The convenience of the Image Trace feature found in Adobe© Illustrator© can be put to great use in certain situations. Although gathering entire detail of a picture is usually difficult if not impossible (depending on the detail of the image), Image Trace can dramatically speed up creative processes for graphic designers, web designers and animators alike, just to name a few.
So, Suppose you have a really nice sketch that you’ve composed in preparation for a design or a video/animation. It looks great on paper, and you’ve put a good chunk of time into making sure things are how you want them to be before taking it to the computer. Now, all you need is this wonderful composition to become existent in the digital world.
There are loads of steps you can take to recreate your sketch/idea digitally. And, although the process you choose should follow what you’re going for (realistic, abstract, flat, cartoony, etc.), Image Trace can almost always play a helpful role in your process, whether it just be digitally expanding your idea and getting it started for future development, or adding some nice effects to a digital composition. The style of animation or graphics you need may not exactly be traced how you desire. But, it is always a good option to look into Image Tracing your sketch or idea, because it’s a very minimal amount of time put in for what can be a great outcome.

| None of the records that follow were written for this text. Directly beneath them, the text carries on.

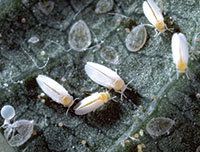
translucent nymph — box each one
[68,20,91,52]
[125,25,147,52]
[1,105,15,121]
[95,0,114,14]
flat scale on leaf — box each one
[95,0,114,14]
[125,25,147,52]
[146,117,175,136]
[100,46,119,64]
[1,105,15,120]
[69,20,91,52]
[4,120,34,147]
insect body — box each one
[85,62,126,93]
[36,75,74,107]
[74,92,110,115]
[171,33,189,73]
[143,0,167,33]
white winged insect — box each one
[74,92,111,115]
[85,62,132,99]
[36,75,74,109]
[171,33,189,76]
[143,0,168,35]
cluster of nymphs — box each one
[1,105,34,147]
[143,0,189,74]
[36,62,130,115]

For example, something I’ve been working on is a fairly simple Adobe© Flash© animation for a school assignment. Well, the project guidelines are very simple, but of course my idea isn’t. Here is my sketch, simply a photo taken from my iPhone.

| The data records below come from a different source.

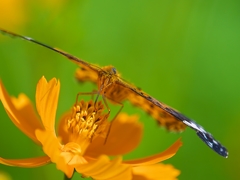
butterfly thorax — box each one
[98,66,120,94]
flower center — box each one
[64,101,109,154]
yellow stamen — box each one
[61,101,109,155]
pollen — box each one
[66,101,109,144]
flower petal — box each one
[36,130,74,178]
[0,156,51,168]
[124,139,182,166]
[36,77,60,132]
[85,113,143,157]
[0,81,43,144]
[132,164,180,180]
[76,155,132,180]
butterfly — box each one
[0,29,228,158]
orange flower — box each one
[0,77,181,180]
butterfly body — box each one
[0,29,228,157]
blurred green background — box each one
[0,0,240,180]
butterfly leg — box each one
[75,90,99,105]
[102,95,124,144]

Now, I originally was planning on taking it into Illustrator and building all the paths (creating lines and shapes) to reflect the sketch. I was essentially trying to make it look more realistic and sharp. I realized, since I’m already going above and beyond, that I didn’t quite have time to do that (if I wanted to sleep this week), and decided to try my luck with Live Trace.
Although it isn’t exactly what I want for my final product, it does the perfect trick. It has taken my lines and digitally recreated them to almost exactly how they were sketched. If my sketch was cleaner, the Trace would look more realistic, but again I was a little crunched for time. So, now that I have something to turn in, I’ve saved myself between 5-10 hours just recreating that in Illustrator and building my scene from practically scratch – not to mention the time it takes to animate.

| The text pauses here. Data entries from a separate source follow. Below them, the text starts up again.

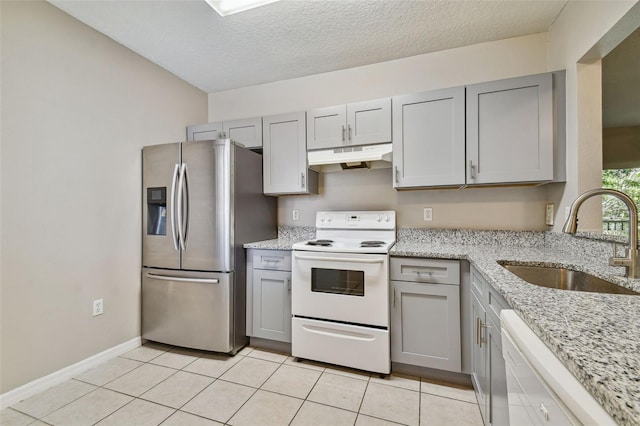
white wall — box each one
[209,34,547,230]
[0,1,207,393]
[548,0,640,231]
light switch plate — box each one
[423,207,433,222]
[544,204,553,226]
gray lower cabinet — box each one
[247,250,291,343]
[390,257,462,372]
[471,267,509,425]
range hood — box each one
[307,143,392,172]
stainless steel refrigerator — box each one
[142,139,277,353]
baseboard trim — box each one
[0,337,142,410]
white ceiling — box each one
[49,0,567,93]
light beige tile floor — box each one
[0,343,482,426]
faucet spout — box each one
[562,188,640,278]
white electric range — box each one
[291,211,396,374]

This is a good example of how, although it might not give you exactly what you want in the end, Illustrator’s Image Trace feature can be of great use in taking what you have on paper and easily giving you something digital to start with. Or, it can be a great way to add those finishing touches to your digital composition. When using Live Trace for hand drawn work, be sure your lines are DARK – pen works best in my opinion, but you’re the artist 😉
Sorry if you wanted this to be a full on tutorial, but I learned this on my own, and in my opinion that’s the best way to figure this stuff out if it’s not extremely difficult. It’s not going to blow up in your face if you do something wrong, so push a few buttons, explore tools, add effects, be a little wreck less even – PLAY with the software. It will come with great patience, young grasshopper.